PASO ROBLES, Calif. – Wild spring weather across California’s wine country has been enough to drive a vintner to drink.

From killer snow in the Sierra Nevada foothills to dry-season downpours along the coast to a hard freeze in temperate Paso Robles, 2011 is proving a challenging vintage.

“That’s what makes this business so damned interesting,” said Jim Fiolek, executive director of the Santa Barbara County Vintners’ Association.

It also can keep winemakers up at night.

Jason Haas, general manager of Tablas Creek Vineyard near Paso Robles, said winemaker Neil Collins has experienced many sleepless nights this spring.

“These people who envy the winemaker’s lifestyle should drive around here with Neil at 3 a.m. when he knows it’s freezing and there’s nothing he can do about it,” Haas said.

Vintners have long joked that the weather is just like last year — different. But people expect to find constants in the nation’s premiere grape-growing state.

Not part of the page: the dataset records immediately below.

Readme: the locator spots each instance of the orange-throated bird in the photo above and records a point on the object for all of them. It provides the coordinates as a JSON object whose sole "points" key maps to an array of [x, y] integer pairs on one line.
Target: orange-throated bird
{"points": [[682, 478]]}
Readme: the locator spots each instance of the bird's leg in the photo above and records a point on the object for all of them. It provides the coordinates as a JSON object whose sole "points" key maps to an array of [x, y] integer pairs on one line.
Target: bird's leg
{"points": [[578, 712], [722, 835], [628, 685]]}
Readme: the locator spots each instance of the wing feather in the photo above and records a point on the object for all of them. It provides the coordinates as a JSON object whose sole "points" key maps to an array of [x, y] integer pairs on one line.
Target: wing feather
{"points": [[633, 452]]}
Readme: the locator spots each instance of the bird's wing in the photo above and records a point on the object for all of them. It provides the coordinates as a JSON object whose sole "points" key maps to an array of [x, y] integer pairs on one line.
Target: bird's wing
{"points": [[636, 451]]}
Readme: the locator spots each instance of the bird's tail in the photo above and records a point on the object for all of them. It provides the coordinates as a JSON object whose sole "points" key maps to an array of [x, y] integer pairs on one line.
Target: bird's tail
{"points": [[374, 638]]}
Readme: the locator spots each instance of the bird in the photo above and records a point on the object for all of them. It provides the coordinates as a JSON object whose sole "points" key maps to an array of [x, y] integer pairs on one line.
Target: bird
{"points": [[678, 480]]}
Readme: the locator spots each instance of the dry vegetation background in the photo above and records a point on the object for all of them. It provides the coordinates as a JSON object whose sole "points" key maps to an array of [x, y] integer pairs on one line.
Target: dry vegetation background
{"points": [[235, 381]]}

Rain is expected to taper in April and end by May, then not return until November. In those months, balmy temperatures awaken dormant vines from their winter slumber and buds start to break.

This year there has been frost and record rain in June. Sustained temperatures over 70 didn’t hit until last week in most wine regions.

Now just days before the official start of summer it looks like early spring across California wine country. Buds are just emerging and the fruit is forming far behind schedule.

“This weather is causing all kinds of problems, but it’s not the first time and not the last,” Fiolek said. “Other products have a more ephemeral lifetime, but ours goes on and on and tells the story of the weather pattern.”

While rain is good for some crops, late precipitation is not for California’s $18.5 billion wine industry. Regulating water controls the intensity of grape flavors — and too much causes mildew.

The most recent deluge last Sunday and Monday across Napa and Sonoma forced crews back into some fields, where they hope that removing select leaves will fight mildew by increasing airflow.

It’s snow, not rain, that caused problems in mountainous El Dorado County, where leafing vineyards have been hit by the same spring snow storms that have some ski resorts dreaming of remaining open through July 4.

“There’s nothing we can do about it, and we don’t even know the outcome yet,” said Josh Bendick, winemaker at Holly’s Hill in the Sierra-Nevada foothills, where 4 inches accumulated May 15 on shoots of a white wine-grape.